Tienes más de 60 años? Come estos 3 quesos para recuperar la masa muscular

Cumplir 60 años es todo un hito, una etapa para disfrutar de la vida con la sabiduría que dan los años. Sin embargo, nuestro cuerpo cambia y uno de los retos más silenciosos a los que nos enfrentamos es la pérdida de masa muscular, un proceso conocido como sarcopenia. A partir de los 30, empezamos a perder músculo de forma gradual, pero es después de los 60 cuando esta pérdida puede acelerarse, afectando nuestra fuerza, movilidad y calidad de vida.

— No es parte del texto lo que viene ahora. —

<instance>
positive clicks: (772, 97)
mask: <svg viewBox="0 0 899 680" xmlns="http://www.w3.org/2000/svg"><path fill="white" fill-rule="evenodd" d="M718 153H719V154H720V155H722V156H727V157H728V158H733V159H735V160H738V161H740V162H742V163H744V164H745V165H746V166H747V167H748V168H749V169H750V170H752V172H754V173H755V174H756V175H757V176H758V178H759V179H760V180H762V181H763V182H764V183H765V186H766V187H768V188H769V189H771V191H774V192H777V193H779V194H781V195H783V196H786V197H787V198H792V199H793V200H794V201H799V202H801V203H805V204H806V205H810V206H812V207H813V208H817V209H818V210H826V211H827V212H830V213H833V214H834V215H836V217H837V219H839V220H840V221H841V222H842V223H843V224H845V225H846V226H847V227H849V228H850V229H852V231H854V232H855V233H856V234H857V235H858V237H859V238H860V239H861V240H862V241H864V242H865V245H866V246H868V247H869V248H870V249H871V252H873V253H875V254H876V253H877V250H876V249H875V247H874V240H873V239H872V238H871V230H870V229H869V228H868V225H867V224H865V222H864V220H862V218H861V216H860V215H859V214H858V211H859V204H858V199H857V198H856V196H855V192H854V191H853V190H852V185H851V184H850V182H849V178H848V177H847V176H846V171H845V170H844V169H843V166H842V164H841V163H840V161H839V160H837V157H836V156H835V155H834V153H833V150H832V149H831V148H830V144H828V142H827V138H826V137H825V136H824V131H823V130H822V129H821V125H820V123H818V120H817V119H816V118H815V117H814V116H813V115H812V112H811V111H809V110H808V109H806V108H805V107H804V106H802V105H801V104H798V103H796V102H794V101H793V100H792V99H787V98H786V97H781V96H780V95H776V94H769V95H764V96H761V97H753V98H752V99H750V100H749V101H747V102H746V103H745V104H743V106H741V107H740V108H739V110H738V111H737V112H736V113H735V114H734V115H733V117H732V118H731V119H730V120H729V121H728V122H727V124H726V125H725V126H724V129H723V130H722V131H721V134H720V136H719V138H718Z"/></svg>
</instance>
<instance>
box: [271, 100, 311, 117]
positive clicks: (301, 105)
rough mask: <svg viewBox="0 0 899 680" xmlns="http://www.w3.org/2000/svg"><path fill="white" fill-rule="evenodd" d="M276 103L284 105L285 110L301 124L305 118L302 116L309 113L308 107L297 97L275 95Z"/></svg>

La buena noticia es que nunca es tarde para actuar. La combinación de ejercicio de fuerza, como levantamiento de pesas o pilates, con una alimentación estratégica, es la fórmula ganadora. Y aquí es donde entran en juego alimentos que quizás ya están en tu nevera: los quesos. Pero no todos valen. Si buscas recuperar y fortalecer tu musculatura, debes centrarte en aquellos que son auténticos concentrados de proteína de alto valor biológico y otros nutrientes esenciales.

Olvídate de los quesos muy procesados o las cremas untables llenas de aditivos. Tu mejor opción son estos tres tesoros lácteos:

  1. Queso Cottage o Requesón: Este es, sin duda, el rey de la recuperación muscular. Su fama se debe a su altísimo contenido en caseína, una proteína de absorción lenta. Esto significa que, si lo tomas por la noche, por ejemplo, tus músculos recibirán un suministro constante de aminoácidos mientras duermes, reparando el tejido y favoreciendo el crecimiento muscular. Además, es bajo en grasas y calorías, pero increíblemente saciante. Puedes mezclarlo con frutos rojos o un poco de canela para una cena perfecta.

  2. Queso Fresco o Panela (Bajo en Sal): En muchos países, el queso fresco es un básico. Su textura suave y sabor neutro lo convierten en un aliado versátil. Aporta una buena dosis de proteína de fácil digestión, ideal para después del ejercicio. Además, es una excelente fuente de calcio, fundamental para mantener la salud ósea que sostiene a los músculos. Un puñado de cubos de queso fresco en la ensalada de la comida es una forma deliciosa de añadir proteína sin esfuerzo.

  3. Queso Curado (con Moderación): El queso curado, como el manchego o el parmesano, es un concentrado de nutrientes. Al tener poca agua, su proporción de proteína por bocado es muy alta. Aporta también vitamina D y calcio, un tándem perfecto para la salud ósea y muscular. La clave aquí es la moderación: unas lascas finas sobre una tosta integral o rallado por encima de la pasta o la sopa es suficiente para obtener sus beneficios sin excedernos en grasas saturadas.

Incorporar estos quesos a tu dieta diaria es un paso sencillo y delicioso. Eso sí, recuerda que son un complemento a un estilo de vida activo. Consulta siempre con tu médico o un nutricionista para adaptar cualquier cambio a tus necesidades específicas. Porque cumplir años no significa perder vitalidad, sino ganar en sabiduría para cuidarse mejor.